Embeddings#

Concept#

Embeddings are used in LlamaIndex to represent your documents using a sophisticated numerical representation. Embedding models take text as input, and return a long list of numbers used to capture the semantics of the text. These embedding models have been trained to represent text this way, and help enable many applications, including search!

At a high level, if a user asks a question about dogs, then the embedding for that question will be highly similar to text that talks about dogs.

When calculating the similarity between embeddings, there are many methods to use (dot product, cosine similarity, etc.). By default, LlamaIndex uses cosine similarity when comparing embeddings.

There are many embedding models to pick from. By default, LlamaIndex uses text-embedding-ada-002 from OpenAI. We also support any embedding model offered by Langchain here, as well as providing an easy to extend base class for implementing your own embeddings.

Usage Pattern#

Most commonly in LlamaIndex, embedding models will be specified in the Settings object, and then used in a vector index.
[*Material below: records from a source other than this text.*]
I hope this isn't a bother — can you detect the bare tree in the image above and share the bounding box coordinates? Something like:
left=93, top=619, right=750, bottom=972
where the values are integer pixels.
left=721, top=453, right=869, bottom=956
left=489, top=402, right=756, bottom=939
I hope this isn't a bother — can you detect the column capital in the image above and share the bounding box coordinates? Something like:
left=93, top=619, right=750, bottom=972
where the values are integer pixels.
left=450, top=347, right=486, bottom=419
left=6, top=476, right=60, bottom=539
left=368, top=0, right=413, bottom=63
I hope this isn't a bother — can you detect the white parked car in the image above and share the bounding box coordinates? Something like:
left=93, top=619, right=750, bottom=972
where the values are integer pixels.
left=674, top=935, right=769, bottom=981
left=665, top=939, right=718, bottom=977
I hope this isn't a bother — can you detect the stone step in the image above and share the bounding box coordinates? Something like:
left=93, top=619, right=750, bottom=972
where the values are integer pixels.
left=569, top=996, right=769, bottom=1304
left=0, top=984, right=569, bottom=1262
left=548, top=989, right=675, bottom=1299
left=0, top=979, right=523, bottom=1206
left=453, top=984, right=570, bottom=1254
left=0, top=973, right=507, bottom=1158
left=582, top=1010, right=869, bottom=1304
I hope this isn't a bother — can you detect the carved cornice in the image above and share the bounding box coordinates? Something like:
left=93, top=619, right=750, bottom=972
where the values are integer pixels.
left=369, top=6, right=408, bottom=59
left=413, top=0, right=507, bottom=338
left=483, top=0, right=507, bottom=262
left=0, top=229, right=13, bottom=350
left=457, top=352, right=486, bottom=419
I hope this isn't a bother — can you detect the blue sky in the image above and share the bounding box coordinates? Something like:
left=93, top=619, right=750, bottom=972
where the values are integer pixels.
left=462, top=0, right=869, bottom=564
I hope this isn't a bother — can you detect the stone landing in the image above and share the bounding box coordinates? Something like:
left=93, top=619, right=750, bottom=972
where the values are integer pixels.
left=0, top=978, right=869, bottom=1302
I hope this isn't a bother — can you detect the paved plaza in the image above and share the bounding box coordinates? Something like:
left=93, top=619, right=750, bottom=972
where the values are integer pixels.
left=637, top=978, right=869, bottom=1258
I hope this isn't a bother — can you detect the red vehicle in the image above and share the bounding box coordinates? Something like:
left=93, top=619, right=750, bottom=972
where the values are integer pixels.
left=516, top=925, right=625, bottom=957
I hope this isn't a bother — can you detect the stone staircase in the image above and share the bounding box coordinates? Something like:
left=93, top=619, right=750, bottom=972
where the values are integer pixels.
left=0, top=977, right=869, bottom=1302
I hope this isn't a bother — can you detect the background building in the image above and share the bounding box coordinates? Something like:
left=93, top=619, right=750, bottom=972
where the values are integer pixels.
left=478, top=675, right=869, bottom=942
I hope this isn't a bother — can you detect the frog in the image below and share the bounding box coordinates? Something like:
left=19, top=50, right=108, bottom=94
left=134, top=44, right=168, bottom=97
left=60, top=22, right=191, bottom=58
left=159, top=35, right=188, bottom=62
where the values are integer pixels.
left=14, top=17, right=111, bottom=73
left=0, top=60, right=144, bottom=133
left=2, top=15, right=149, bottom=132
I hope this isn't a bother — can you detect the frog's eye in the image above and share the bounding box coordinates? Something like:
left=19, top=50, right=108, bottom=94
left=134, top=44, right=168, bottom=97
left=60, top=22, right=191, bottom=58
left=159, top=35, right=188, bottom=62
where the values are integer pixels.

The embedding model will be used to embed the documents used during index construction, as well as embedding any queries you make using the query engine later on. You can also specify embedding models per-index.

If you don't already have your embeddings installed:

pip install llama-index-embeddings-openai

Then:

from llama_index.embeddings.openai import OpenAIEmbedding
from llama_index.core import VectorStoreIndex
from llama_index.core import Settings

# changing the global default
Settings.embed_model = OpenAIEmbedding()

# local usage
embedding = OpenAIEmbedding().get_text_embedding("hello world")
embeddings = OpenAIEmbedding().get_text_embeddings(
    ["hello world", "hello world"]
)

# per-index
index = VectorStoreIndex.from_documents(documents, embed_model=embed_model)

To save costs, you may want to use a local model.

pip install llama-index-embeddings-huggingface

from llama_index.embeddings.huggingface import HuggingFaceEmbedding
from llama_index.core import Settings

Settings.embed_model = HuggingFaceEmbedding(
    model_name="BAAI/bge-small-en-v1.5"
)

This will use a well-performing and fast default from Hugging Face.

You can find more usage details and available customization options below.

Getting Started#

The most common usage for an embedding model will be setting it in the global Settings object, and then using it to construct an index and query. The input documents will be broken into nodes, and the embedding model will generate an embedding for each node.

By default, LlamaIndex will use text-embedding-ada-002, which is what the example below manually sets up for you.

from llama_index.core import VectorStoreIndex, SimpleDirectoryReader
from llama_index.embeddings.openai import OpenAIEmbedding
from llama_index.core import Settings

# global default
Settings.embed_model = OpenAIEmbedding()

documents = SimpleDirectoryReader("./data").load_data()

index = VectorStoreIndex.from_documents(documents)

Then, at query time, the embedding model will be used again to embed the query text.

query_engine = index.as_query_engine()

response = query_engine.query("query string")

Customization#

Batch Size#

By default, embeddings requests are sent to OpenAI in batches of 10. For some users, this may (rarely) incur a rate limit. For other users embedding many documents, this batch size may be too small.

# set the batch size to 42
embed_model = OpenAIEmbedding(embed_batch_size=42)

Local Embedding Models#

The easiest way to use a local model is by using HuggingFaceEmbedding from llama-index-embeddings-huggingface:

# pip install llama-index-embeddings-huggingface
from llama_index.embeddings.huggingface import HuggingFaceEmbedding
from llama_index.core import Settings

Settings.embed_model = HuggingFaceEmbedding(
    model_name="BAAI/bge-small-en-v1.5"
)

Which loads the BAAI/bge-small-en-v1.5 embedding model. You can use any Sentence Transformers embedding model from Hugging Face.

Beyond the keyword arguments available in the HuggingFaceEmbedding constructor, additional keyword arguments are passed down to the underlying SentenceTransformer instance, like backend, model_kwargs, truncate_dim, revision, etc.

ONNX or OpenVINO optimizations#

LlamaIndex also supports using ONNX or OpenVINO to speed up local inference, by relying on Sentence Transformers and Optimum.

Some prerequisites:

pip install llama-index-embeddings-huggingface
# Plus any of the following:
pip install optimum[onnxruntime-gpu] # For ONNX on GPUs
pip install optimum[onnxruntime]     # For ONNX on CPUs
pip install optimum-intel[openvino]  # For OpenVINO

Creation with specifying the model and output path:

from llama_index.embeddings.huggingface import HuggingFaceEmbedding
from llama_index.core import Settings

Settings.embed_model = HuggingFaceEmbedding(
    model_name="BAAI/bge-small-en-v1.5",
    backend="onnx",  # or "openvino"
)

If the model repository does not already contain an ONNX or OpenVINO model, then it will be automatically converted using Optimum. See the Sentence Transformers documentation for benchmarks of the various options.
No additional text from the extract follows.